The 2005 effective income tax rate of 29.4% differed from the federal statutory rate of 34% due to the amortization of intangible assets, timing differences for other temporary and permanent differences, and state income taxes.
16. RESTATEMENT
The December 31, 2005 financial statements have been restated to recognize an additional $525,000 in amortization expense for a customer list acquired in December 2004. The Company originally assumed an indefinite life on the customer list. Per FASB 142, an estimated useful life for a customer list has to be assigned when the asset is placed into use. As a result, amortization expense should have commenced on January 1, 2005. Pre-tax income decreased by $525,000 from $3,930,000 to $3,405,000 for the year-ended December 31, 2005. Net income for the year ended December 31, 2005 decreased by $324,000 from $2,436,000 to $2,112,000 and retained earnings decreased from $1,149,000 to $825,000.
13
The December 31, 2006 financial statements have been restated to decrease amortization expense on customer lists by $125,000. Pre-tax income increased by $125,000 from $7,338,000 to $7,463,000 for the year-ended December 31, 2006. Net income for the year ended December 31, 2006 increased by $74,000 from $5,082,000 to $5,156,000 and retained earnings increased from $5,907,000 to $5,981,000.
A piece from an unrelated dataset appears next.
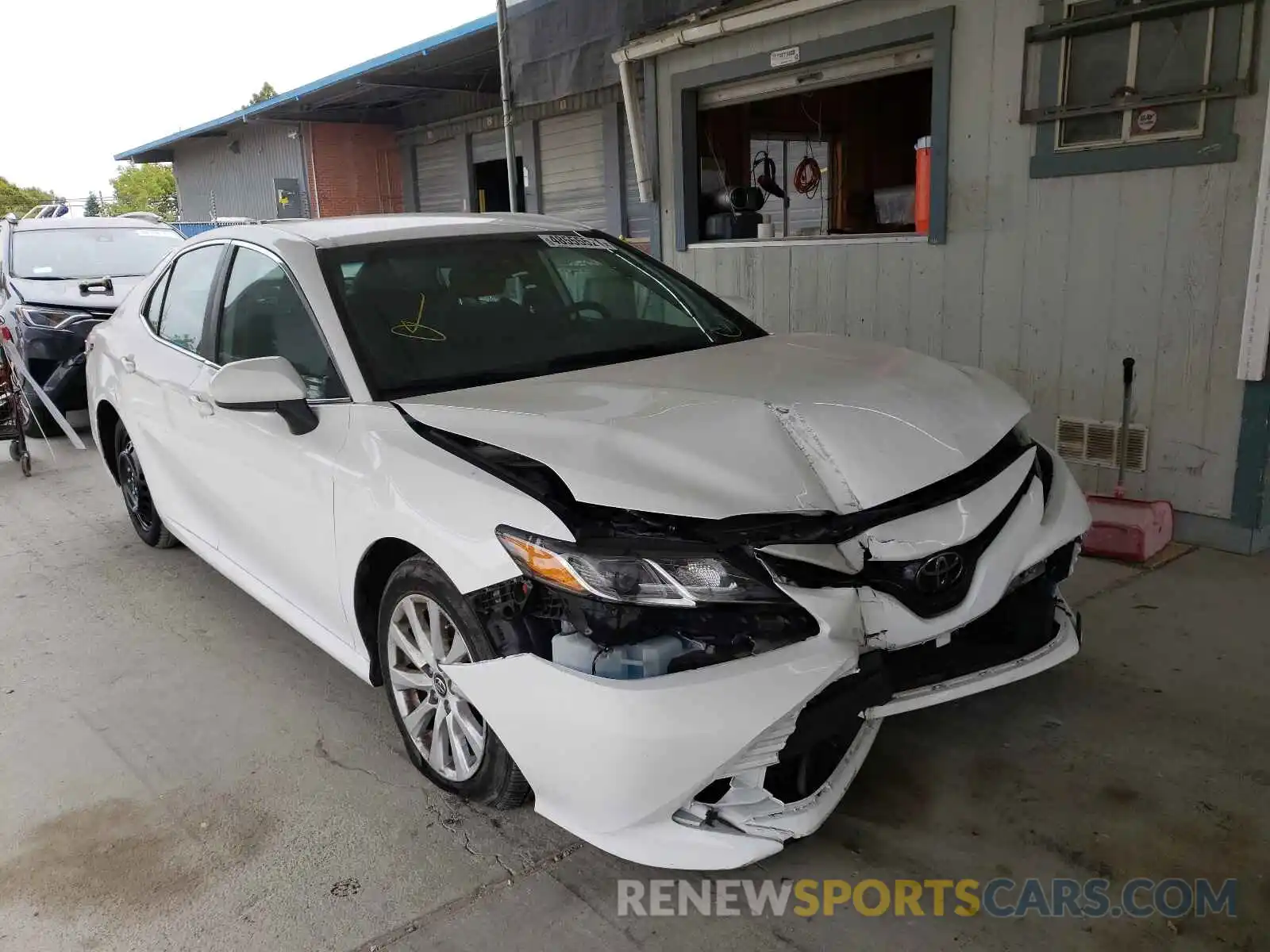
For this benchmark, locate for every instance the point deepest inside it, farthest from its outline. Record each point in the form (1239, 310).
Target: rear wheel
(137, 493)
(425, 624)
ITEM 7. MANAGEMENT'S DISCUSSION AND ANALYSIS OF FINANCIAL CONDITION AND RESULTS OF OPERATIONS
Aside from the increase in advertising expense, selling, general, and administrative expenses increased by approximately $11.5 million. A few major expense categories attributed to the majority of the increase in expenses and were all directly related to our dramatic sales growth in 2006. Salaries and benefits increased by $3 million to support the 85% increase in sales. In addition, Take Shape for Life sales increased by 46% year-over-year which led to increased commission expense of $3.4 million that is completely variable in relation to sales growth. Another variable expense that rose by $800,000 with our sales growth was credit card processing fees. Currently, over 95% of the Company’s transactions are processed via credit card. Additional increases included an increase in office expense of $800,000, an increase in operating costs of $300,000, and an increase in sales expense of $400,000. Other expenses increased by $1.8 million, which included items such as depreciation, amortization, stock compensation expense, charitable contributions, and property taxes. To handle increased call volume, the Company began using an outsourced call center in April of 2006 which led to $1 million in additional expense as compared to prior year.
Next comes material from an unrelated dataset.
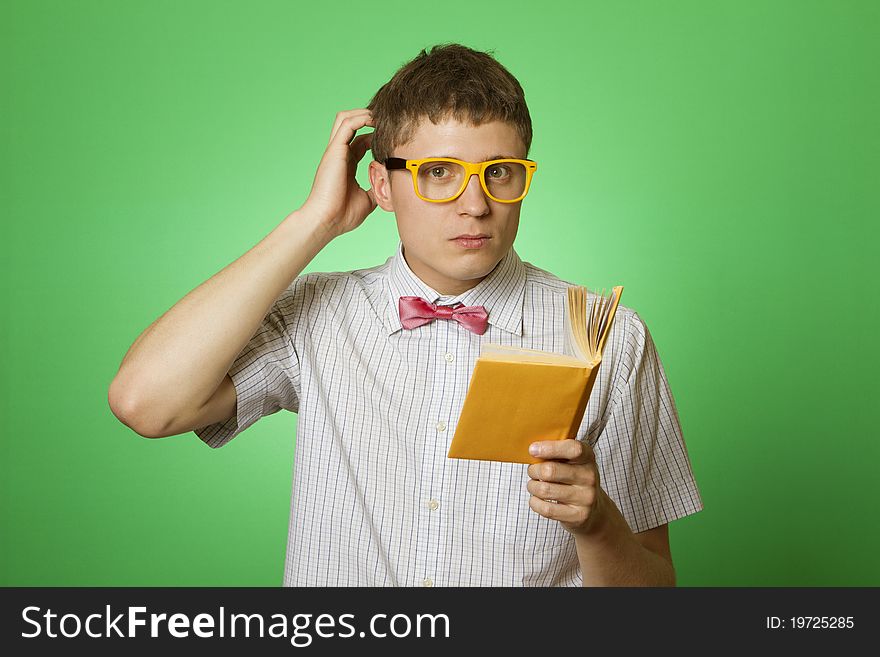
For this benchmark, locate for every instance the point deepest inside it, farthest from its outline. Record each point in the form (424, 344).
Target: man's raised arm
(174, 377)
Income taxes: In the third quarter of 2006, the Company had a $1 million federal tax refund receivable. A portion of this refund was factored into the Company’s income tax provision, which lowered the estimated tax rate for 2006. In 2006, the Company recorded $2.3 million in income tax expense, which represents an annual effective rate of 31%. In 2005, we recorded income tax expense of $1 million, which reflected an estimated annual effective tax rate of 29.4 %. The Company anticipates a tax rate of approximately 36-39% in 2007. The benefit the Company received in 2006 from a large income tax refund receivable as a result a cost segregation study performed on our fixed assets is not expected to benefit future periods.
14
3. With regard to prior comment 13 in our letter dated June 19, 2007, tell us why you have failed to provide the converted-to-sale percentage for Customer Lists 3, 4 and 5, as we had requested. We note that you write "N/A" for each of these lists for each year in your response but do not explain why these figures are not applicable or not available. Also provide us a schedule showing, for each customer list separately, the cost of the asset, the amortization expense and impairment by year since acquisition, and the related revenues derived from the asset each year.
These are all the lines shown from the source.